Erdoğan: AİHM, bizim mahkemelerimizin yerine geçecek şekilde karar veremez

Erdoğan: AİHM, bizim mahkemelerimizin yerine geçecek şekilde karar veremez

Cumhurbaşkanı Recep Tayyip Erdoğan, Avrupa İnsan Hakları Mahkemesi'nin (AİHM) tutuklu bulunan HDP eski Eş Genel Başkanı Selahattin Demirtaş kararına ilişkin, "AİHM, bizim mahkemelerimizin yerine geçecek şekilde karar veremez. Tahliyesini istemiş olması resmen çifte standarttır, hatta ikiyüzlülüktür. AİHM şu anda böyle bir teröristi savunmanın arkasında olduğunu bilmelidir" dedi.

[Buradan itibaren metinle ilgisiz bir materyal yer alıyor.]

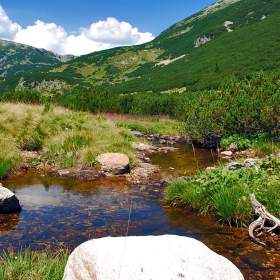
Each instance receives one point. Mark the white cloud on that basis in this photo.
(99, 36)
(48, 36)
(8, 29)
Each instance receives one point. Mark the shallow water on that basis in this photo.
(65, 212)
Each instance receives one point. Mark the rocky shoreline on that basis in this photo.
(143, 170)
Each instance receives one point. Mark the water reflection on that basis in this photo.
(67, 212)
(186, 161)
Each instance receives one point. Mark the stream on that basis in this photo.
(59, 212)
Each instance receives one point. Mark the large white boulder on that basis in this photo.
(163, 257)
(8, 201)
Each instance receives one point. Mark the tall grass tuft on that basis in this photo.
(225, 193)
(26, 265)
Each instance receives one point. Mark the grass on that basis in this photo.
(147, 124)
(26, 265)
(66, 138)
(225, 193)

Cumhurbaşkanı ve AK Parti Genel Başkanı Recep Tayyip Erdoğan, TBMM'deki grup toplantısında partililere hitap etti. Bütçe görüşmelerinin Meclis’in temel görevleri arasında ilk sıralarda yer aldığını belirten Erdoğan, bütçenin Meclis’te kabul edilmesiyle birlikte tüm milletin bütçesi haline geldiğini söyledi. Bu yıl koronavirüs salgınının etkisini sürdürdüğü bir dönemde hazırlanıp, yürürlüğe girecek olması sebebiyle 2021 yılı bütçesinin ayrı bir ehemmiyete sahip olduğunu kaydeden Erdoğan, amaçlarının bir yandan salgının olumsuz etkilerini azaltmak, diğer yandan da ülkeyi hedeflerine doğru adım adım yaklaştırmak olduğunu dile getirdi.

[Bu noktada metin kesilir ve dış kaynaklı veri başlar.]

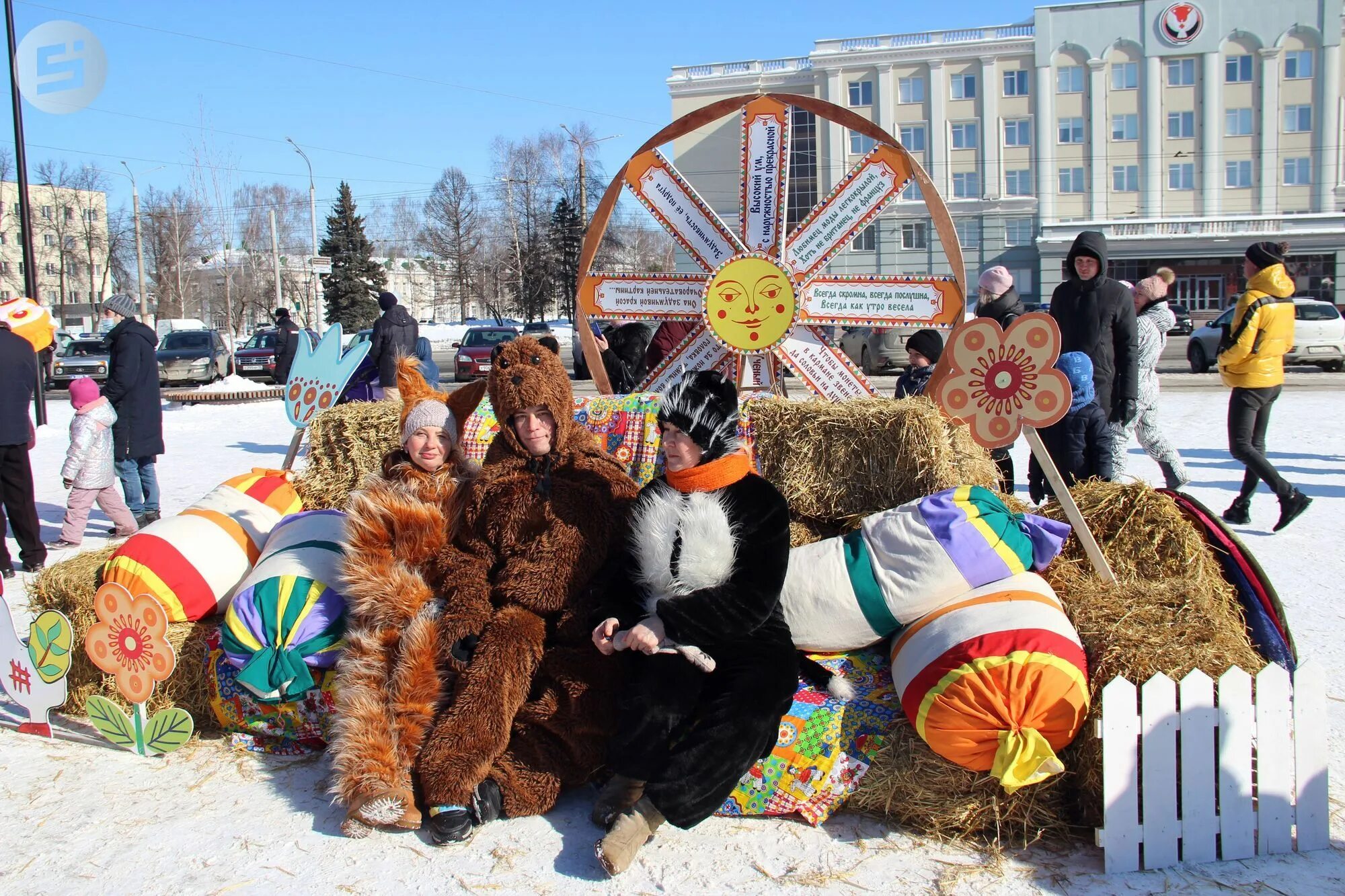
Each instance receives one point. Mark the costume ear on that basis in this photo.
(463, 403)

Erdoğan, böylesine kritik bir dönemde bütçe üzerindeki tartışmaların hem daha yoğun hem daha kapsamlı olmasının tabii olduğunu, ancak bu tartışmaların ahlaki, adil, yapıcı bir zeminde yürümesi gerektiğini ifade ederek, "Fikri olan fikrini söyler, fikri olmayan ise yalanla, iftirayla, hakaretle kendini göstermeye çalışır. Bütçe görüşmeleri sırasında bu yönteme başvuranlar da olduğunu üzüntüyle gördük. Şahsımıza, partimize, grubumuza, hükümetimize ahlak ve nezaket sınırlarını aşarak saldıranların yaptıkları, içlerindeki kini nefreti cürufu dışa yansıtmaktan ibarettir. Bizim üzüldüğümüz husus, ülkemizde vizyoner politika ortaya koyan, program ve proje üreten, halkın kafasını karıştırmaya değil, gönlünü kazanmaya çalışan bir muhalefet anlayışının eksikliğidir. 'Çamur at, tutmasa da izi kalır'. Bu mantıkla her gün yeni bir yalan söyleyen, yalanı yüzüne vurulduğunda ise hiç utanıp sıkılmadan hemen bir sonraki yalana geçen, bazen dönüp eski yalanları yeniden tekrarlayan bu zihniyetle hiçbir yere varamayız. Bizimle vizyonda, programda, projede yarışamayanların işi, kendi aralarında hakaret, iftira, yalan yarışına çevirmeleri ülkemiz adına bir kayıptır. Üstelik bu yalanları milletin gözünün içine baka baka ve kendilerinden gayet emin şekilde söylüyorlar. Bir doğrunun yanına 9 yalan katarak çizdikleri resme herkesin de inanmasını bekliyorlar" dedi.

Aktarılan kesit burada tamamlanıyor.